# PAYE and 2 employers - best way to split taxes?



## ella2007 (27 Jan 2009)

Hi,

I am an employee of 2 employers: I work 3 days a week for one employer, and 2 days a week for the other one.

My question is: is there a best way to allocate my tax credits / rate bands to either (or both?) of the employers, so that it is the most tax efficient for me? I am thinking in terms of tax charged, as well as PRSI, levy, etc.

Basically, this is what I earn:
job 1 - gross pay €26,953 yearly
job 2 - gross pay €18,000 yearly

I have this amount of tax credits for 2009: €4,061

I have struggled to find the best answer for this from Revenue, they tell me they don't know, so I hope someone can help me here.

Thanks a lot!


----------



## Clarkey (27 Jan 2009)

Tell them you want all your tax credits with job 1 and a standard rate cut off point of €26,953 with job 1. Ask them to apportion the balance of your standard rate cut off point with job 2.


----------



## ella2007 (27 Jan 2009)

Hi Clarkey,

Thanks for your reply. Much appreciated.

Actually I have had the money allocated the exact way you're saying, up to now, but wasn't sure this was the best way. Now I know! 

Just wondering if there is any "quick" (and easy) online guide on PAYE taxation? What I am looking for is some guide that would help me understand the different items in my pay slip... Always hard to understand!

Thanks!


----------



## ella2007 (28 Jan 2009)

Hi all,

I spoke to an accountant today on the phone and indeed this is the best way to allocate tax credits / standard rate band.
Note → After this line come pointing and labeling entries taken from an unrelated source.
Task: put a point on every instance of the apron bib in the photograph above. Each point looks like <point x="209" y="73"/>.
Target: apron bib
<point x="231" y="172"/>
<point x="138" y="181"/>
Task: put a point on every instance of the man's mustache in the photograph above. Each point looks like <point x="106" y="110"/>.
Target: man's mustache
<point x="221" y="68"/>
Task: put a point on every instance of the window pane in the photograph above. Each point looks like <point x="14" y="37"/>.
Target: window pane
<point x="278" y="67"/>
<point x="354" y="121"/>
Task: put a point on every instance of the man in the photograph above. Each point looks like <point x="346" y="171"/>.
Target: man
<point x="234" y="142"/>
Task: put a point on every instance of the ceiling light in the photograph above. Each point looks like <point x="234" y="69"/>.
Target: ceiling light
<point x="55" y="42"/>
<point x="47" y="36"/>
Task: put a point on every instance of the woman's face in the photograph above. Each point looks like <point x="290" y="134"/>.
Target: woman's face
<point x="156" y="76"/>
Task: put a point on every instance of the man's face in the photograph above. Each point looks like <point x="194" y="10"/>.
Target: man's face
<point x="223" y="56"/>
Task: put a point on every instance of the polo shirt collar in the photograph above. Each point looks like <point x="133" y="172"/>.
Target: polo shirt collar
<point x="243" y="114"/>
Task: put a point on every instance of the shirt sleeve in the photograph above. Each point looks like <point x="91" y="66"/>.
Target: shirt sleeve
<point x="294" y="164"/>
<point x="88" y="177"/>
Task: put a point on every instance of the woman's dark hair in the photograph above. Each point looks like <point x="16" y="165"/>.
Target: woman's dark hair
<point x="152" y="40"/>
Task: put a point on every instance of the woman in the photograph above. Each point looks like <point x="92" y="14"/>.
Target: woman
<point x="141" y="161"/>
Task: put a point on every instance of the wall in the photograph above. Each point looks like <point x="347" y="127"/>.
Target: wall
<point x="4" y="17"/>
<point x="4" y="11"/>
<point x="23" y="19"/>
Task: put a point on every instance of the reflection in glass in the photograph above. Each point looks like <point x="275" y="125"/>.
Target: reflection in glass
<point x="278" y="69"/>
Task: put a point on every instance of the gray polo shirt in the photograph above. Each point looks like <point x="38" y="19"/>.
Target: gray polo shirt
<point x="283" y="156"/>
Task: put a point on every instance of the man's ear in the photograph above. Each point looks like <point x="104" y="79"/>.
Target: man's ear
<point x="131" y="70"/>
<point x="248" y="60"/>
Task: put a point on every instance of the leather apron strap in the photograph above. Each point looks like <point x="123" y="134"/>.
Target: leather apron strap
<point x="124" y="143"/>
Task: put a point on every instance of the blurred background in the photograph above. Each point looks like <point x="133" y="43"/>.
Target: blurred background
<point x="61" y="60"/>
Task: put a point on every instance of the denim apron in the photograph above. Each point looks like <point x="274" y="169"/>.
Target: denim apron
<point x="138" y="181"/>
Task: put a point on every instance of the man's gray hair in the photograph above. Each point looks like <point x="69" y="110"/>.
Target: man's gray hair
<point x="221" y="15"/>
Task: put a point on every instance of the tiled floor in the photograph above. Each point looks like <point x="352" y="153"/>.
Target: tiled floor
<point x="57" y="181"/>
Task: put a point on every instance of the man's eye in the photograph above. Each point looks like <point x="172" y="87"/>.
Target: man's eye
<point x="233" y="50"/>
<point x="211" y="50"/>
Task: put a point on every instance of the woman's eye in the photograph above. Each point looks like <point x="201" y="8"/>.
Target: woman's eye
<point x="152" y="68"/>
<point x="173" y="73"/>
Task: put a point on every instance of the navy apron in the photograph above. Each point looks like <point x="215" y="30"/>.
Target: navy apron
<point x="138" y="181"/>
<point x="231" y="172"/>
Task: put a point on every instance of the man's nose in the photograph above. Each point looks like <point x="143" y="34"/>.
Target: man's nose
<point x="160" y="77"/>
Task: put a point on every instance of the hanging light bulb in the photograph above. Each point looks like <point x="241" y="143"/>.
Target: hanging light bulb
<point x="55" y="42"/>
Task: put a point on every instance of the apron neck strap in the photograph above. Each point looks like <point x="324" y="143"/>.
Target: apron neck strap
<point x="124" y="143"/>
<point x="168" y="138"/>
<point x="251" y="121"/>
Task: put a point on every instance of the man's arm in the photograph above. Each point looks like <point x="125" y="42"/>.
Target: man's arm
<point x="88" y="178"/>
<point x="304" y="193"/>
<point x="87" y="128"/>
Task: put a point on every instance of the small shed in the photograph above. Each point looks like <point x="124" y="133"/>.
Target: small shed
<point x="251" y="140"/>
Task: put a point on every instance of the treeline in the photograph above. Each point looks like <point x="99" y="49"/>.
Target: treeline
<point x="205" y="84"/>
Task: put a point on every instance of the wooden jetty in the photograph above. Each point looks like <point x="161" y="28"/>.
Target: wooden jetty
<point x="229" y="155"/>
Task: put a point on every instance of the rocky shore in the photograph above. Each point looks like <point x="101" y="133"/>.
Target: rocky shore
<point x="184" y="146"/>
So if anybody looks at this thread and also has two PAYE jobs, here is how to split tax cert figures:
- job 1: put all the tax credits on this job + have the standard rate band stop at your gross salary in this job
- job 2: will have no tax credit + have the balance of your (gross standard rate band - gross salary from job 1) allocated to the standard rate band

In my case:
Gross standard rate band = €36,400 in my case
Job 1 - gross pay €26,953 yearly
Job 2 - gross pay €18,000 yearly
My 2009 tax credits for 2009: €4,061

So for me this is the best way to split figures:
* job 1:
tax credits = €4,061 yearly
standard rate band = €26,954 yearly

* job 2:
tax credits = €0 yearly
standard rate band = (€36,400 - €26,954) = €9,446 yearly

You can also choose to split your tax credits to both jobs, it doesn't matter in the end. It will change your net pay in each job but won't affect the global amount of taxes you pay. In my case I choose to affect all tax credits to one job as it makes things easier I feel (it's complicated enough as it is!!! )

I hope this helps others!

Cheers


----------